Worldbuilding: How the Arms Make the Character

I write action-filled books, so obviously, my characters are going to be armed.  This is something I put a lot of thought into when first designing the characters and the world.

First off, in Maradaine, I didn’t want guns.  They just didn’t fit into the mold of the world I wanted Maradaine to be.*  Plus, I don’t really know about guns, and when you get that stuff wrong, those who do let you know.  Sometimes quite loudly.  So I avoid that conversation completely.

But which weapons do I give my characters?

For Veranix in Thorn of Dentonhill, I really wanted his weapons to mean something to him.  His bow is to honor his father– former soldier and leader in the Aventil streets, and then later a trick shot performer in the circus.  His staff is to honor his mother, who a circus acrobat, aerialist and tightrope walker.  Of course, they are also the tools he is skilled with, but that’s because those skills were passed on by his parents.

For Minox and Satrine in A Murder of Mages, what I chose for them had to apply to the constabulary force as a whole.  They carry crossbows (usually loaded with blunt-tip quarrels, for an option that is not-necessarily-as-lethal as a pointed ones) and handsticks, The handsticks are, of course, why the constabulary are called “sticks” on the streets.

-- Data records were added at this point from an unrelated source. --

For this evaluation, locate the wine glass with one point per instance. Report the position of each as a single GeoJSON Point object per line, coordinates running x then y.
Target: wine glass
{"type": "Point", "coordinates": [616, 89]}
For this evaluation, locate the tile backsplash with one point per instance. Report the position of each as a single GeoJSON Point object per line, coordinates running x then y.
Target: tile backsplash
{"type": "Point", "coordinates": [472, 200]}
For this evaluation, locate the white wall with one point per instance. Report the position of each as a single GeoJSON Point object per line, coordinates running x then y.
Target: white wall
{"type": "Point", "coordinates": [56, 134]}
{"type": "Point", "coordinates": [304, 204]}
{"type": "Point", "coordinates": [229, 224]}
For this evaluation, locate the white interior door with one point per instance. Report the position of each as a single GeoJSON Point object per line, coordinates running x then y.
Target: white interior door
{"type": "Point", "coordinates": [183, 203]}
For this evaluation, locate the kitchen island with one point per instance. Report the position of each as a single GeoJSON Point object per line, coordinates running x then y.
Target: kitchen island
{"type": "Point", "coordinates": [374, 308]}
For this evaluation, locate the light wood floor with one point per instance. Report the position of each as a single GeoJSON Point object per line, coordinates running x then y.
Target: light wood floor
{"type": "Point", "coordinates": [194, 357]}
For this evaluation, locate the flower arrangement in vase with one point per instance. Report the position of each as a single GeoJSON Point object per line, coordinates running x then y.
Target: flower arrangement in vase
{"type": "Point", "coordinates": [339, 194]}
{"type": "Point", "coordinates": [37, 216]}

A lot of the Aventil street gang folk, like Colin, have knives, knucklestuffers (think brass knuckles or this beauty my friend Kat used to carry in college) and cudgels.  Now, I also had to consider what this meant on a cultural level.  Why are people on the streets carrying  this stuff, and what does it mean, legally?  Maradaine is a civilized city, after all, with an established constable force, legal code and court system.

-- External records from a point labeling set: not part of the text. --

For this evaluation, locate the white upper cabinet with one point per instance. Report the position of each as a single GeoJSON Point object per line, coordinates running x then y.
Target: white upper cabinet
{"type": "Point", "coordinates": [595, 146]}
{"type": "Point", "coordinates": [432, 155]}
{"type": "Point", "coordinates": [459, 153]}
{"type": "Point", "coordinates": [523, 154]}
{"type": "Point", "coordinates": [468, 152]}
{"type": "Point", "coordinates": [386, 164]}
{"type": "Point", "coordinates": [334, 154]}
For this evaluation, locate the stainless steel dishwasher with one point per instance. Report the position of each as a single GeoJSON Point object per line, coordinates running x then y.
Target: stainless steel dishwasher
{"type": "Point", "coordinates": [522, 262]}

But Maradaine also has a dark past, where corrupt lords had no checks to arrest anyone they pleased for whatever reason– or no reason– as the mood struck them.  So when the founders of the Parliament and other aspects of Druthal’s modern government were drafting their Rights of Man, the need to protect oneself from false or unjust arrest was prevalent in their minds.  Thus enshrined in the Rights of Man is the right to be armed, explicitly to protect oneself from unjust arrest.  At one point in Thorn, Colin even mentions it when confronted by a stick.

These character-based weapon concerns, as well as how old traditions can clash with a “modern” world, come into play in several aspects in Way of the Shield,  a book that I hope to have some news for you about in the near future.

Also, I decidedly made some unique weapon choices for some of the more flamboyant characters showing up in The Alchemy of Chaos, coming out early next year.  Hope you’re looking forward to that as much as I am.  Until then, I have a very full plate of edits, proofs and drafting for the rest of the month (and year).  So I better get to it.

*- Not that fantasy can’t have guns.  There is, of course, the rising subgenre of Flintlock Fantasy.